Using reverse transcription and semi-quantitative polymerase chain reaction (RT-PCR) we saw low hBD-2 messenger RNA expression in foreskin-derived keratinocytes. Expression was greatly upregulated with tumour-necrosis factor-α within 1 h of stimulation and persisted for more than 48 h. Gram-negative and Grampositive bacteria, as well as C. albicans, strongly induce hBD-2 (Fig. 2), in contrast to hBD-1, which is not upregulated by inflammatory stimuli6. Thus hBD-2 is the first human β-defensin found to be regulated at a transcriptional level in response to contact with microorganisms.
We detected constitutive hBD-2 expression in freshly isolated foreskin, lung and trachea (Fig. 2).
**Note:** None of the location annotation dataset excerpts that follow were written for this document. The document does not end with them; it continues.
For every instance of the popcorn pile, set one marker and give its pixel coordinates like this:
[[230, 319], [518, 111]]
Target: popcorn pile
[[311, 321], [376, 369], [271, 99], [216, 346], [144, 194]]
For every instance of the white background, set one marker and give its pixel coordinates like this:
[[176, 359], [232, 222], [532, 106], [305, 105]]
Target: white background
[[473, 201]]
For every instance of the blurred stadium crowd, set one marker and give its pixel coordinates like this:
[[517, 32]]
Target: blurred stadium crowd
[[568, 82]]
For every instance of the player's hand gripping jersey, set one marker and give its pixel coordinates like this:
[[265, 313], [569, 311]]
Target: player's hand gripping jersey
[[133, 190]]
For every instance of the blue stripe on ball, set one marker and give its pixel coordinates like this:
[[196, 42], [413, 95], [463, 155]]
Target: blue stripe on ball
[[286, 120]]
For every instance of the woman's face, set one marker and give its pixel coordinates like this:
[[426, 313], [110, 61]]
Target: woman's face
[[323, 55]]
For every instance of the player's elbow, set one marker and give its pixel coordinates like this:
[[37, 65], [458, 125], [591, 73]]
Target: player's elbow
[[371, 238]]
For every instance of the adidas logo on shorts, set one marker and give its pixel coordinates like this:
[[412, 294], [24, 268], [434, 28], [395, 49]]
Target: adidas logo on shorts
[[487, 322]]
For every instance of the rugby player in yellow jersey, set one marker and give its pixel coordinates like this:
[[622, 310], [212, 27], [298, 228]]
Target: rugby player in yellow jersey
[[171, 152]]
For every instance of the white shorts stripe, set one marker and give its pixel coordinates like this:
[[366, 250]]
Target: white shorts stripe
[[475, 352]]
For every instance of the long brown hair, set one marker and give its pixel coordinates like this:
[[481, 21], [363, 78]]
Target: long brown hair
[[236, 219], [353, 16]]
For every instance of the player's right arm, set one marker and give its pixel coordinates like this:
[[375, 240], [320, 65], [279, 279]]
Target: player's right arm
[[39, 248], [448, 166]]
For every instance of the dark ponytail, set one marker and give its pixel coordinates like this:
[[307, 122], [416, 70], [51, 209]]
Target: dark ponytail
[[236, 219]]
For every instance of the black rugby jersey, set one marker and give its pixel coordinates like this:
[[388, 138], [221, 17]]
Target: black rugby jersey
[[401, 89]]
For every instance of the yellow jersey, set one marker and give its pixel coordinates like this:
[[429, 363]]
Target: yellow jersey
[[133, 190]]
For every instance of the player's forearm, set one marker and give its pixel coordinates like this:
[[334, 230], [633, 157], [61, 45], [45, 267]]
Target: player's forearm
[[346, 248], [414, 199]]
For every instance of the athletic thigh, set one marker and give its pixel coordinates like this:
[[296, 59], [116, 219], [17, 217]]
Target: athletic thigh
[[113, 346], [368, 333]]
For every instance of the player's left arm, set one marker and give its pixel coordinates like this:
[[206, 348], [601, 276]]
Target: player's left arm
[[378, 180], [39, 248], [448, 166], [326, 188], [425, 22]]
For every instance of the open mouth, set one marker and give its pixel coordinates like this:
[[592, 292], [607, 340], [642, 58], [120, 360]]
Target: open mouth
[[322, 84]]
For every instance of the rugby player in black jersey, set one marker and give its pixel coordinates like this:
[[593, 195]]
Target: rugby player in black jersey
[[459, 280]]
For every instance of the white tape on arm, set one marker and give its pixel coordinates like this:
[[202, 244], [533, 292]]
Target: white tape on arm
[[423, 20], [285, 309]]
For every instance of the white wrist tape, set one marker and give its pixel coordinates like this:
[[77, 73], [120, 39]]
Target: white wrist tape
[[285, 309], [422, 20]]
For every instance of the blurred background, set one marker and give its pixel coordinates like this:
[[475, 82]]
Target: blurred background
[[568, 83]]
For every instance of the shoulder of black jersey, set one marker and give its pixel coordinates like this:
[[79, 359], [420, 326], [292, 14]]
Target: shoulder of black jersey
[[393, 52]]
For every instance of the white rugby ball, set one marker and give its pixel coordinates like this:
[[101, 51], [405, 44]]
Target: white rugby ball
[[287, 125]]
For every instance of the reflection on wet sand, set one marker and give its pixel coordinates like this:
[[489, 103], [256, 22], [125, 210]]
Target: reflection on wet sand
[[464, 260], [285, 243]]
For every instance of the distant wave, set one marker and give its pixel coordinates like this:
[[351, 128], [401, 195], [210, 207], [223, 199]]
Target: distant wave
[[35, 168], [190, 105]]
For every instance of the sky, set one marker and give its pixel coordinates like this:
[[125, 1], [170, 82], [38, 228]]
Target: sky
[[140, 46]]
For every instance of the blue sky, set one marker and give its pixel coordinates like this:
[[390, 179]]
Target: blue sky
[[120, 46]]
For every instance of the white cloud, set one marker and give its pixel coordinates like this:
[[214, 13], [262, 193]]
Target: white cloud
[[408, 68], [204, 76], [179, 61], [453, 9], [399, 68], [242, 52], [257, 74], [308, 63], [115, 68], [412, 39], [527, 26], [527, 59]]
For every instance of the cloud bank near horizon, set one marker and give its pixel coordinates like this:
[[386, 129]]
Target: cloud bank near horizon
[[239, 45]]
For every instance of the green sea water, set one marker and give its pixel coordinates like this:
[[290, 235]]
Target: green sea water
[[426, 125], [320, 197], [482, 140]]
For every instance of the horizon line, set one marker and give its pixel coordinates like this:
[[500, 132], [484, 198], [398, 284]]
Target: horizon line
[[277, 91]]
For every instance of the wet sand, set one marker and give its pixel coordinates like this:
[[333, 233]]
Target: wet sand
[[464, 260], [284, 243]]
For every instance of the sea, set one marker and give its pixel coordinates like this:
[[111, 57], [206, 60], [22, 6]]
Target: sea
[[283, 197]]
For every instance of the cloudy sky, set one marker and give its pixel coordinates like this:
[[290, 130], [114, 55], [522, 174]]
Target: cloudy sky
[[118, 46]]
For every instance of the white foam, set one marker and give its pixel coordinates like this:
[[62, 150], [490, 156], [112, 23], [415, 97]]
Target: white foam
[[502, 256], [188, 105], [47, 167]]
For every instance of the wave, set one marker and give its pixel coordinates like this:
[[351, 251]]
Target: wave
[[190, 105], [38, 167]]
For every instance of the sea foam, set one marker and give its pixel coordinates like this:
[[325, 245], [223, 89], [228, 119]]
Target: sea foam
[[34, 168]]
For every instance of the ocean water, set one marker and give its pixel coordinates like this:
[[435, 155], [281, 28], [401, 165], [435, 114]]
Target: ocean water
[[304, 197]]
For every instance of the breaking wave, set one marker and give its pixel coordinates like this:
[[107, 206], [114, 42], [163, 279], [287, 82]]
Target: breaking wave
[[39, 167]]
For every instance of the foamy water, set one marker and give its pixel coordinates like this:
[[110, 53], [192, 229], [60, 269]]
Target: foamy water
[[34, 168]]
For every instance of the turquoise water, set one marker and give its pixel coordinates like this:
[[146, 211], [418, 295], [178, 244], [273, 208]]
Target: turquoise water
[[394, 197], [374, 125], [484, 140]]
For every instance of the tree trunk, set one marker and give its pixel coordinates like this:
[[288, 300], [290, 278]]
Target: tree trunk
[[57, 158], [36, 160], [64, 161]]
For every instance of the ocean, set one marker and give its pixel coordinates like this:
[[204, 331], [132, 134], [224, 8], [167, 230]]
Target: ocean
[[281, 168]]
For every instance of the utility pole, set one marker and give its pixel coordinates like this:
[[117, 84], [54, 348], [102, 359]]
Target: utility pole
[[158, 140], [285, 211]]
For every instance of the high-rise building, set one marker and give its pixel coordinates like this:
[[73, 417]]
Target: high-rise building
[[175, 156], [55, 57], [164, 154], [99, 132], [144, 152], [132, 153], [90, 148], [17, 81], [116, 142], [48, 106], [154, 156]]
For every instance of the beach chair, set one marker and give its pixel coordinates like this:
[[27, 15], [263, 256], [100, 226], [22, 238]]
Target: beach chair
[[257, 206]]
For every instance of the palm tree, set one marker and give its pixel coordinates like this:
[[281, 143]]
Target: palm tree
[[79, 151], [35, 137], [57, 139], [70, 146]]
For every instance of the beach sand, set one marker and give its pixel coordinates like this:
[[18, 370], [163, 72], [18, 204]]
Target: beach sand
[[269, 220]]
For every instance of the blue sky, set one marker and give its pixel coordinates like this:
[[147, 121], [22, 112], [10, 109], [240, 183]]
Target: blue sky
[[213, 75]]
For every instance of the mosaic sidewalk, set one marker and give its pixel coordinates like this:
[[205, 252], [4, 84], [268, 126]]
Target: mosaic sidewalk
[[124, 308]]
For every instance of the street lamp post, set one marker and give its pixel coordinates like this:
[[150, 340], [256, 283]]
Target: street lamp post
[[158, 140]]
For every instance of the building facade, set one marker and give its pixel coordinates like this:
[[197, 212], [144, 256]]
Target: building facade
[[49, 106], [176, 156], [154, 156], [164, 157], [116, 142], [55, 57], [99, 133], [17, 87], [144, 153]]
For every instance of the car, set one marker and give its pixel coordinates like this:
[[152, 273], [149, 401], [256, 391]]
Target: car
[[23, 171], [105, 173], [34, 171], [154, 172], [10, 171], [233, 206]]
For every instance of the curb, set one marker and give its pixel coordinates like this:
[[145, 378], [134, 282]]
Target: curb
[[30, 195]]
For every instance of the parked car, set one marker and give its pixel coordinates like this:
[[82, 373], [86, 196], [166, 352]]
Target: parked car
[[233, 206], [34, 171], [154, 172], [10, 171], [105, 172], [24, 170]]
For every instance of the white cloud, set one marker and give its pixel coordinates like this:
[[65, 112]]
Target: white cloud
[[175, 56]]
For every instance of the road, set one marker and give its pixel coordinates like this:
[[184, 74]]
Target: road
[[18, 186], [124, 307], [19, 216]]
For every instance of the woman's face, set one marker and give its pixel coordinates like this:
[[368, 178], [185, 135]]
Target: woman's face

In contrast, considerably less hBD-2 is expressed in kidney, uterus and salivary gland tissue. Both small intestine and liver mRNA preparations failed to demonstrate hBD-2 expression. Therefore, hBD-2 may represent the human counterpart of the bovine lingual and tracheal peptides.
Our observations show that human skin contains a chemical shield of endogenous peptide antibiotics, which are induced by contact with microorganisms and are operative in other human epithelia. Disruption of this shield, as in cystic fibrosis7,8, might be a reason for recurrent infections of skin and other epithelia. It is intriguing to speculate that human peptide antibiotics, like hBD-2, might be ideal therapeutic agents, avoiding the problems of acquired resistance.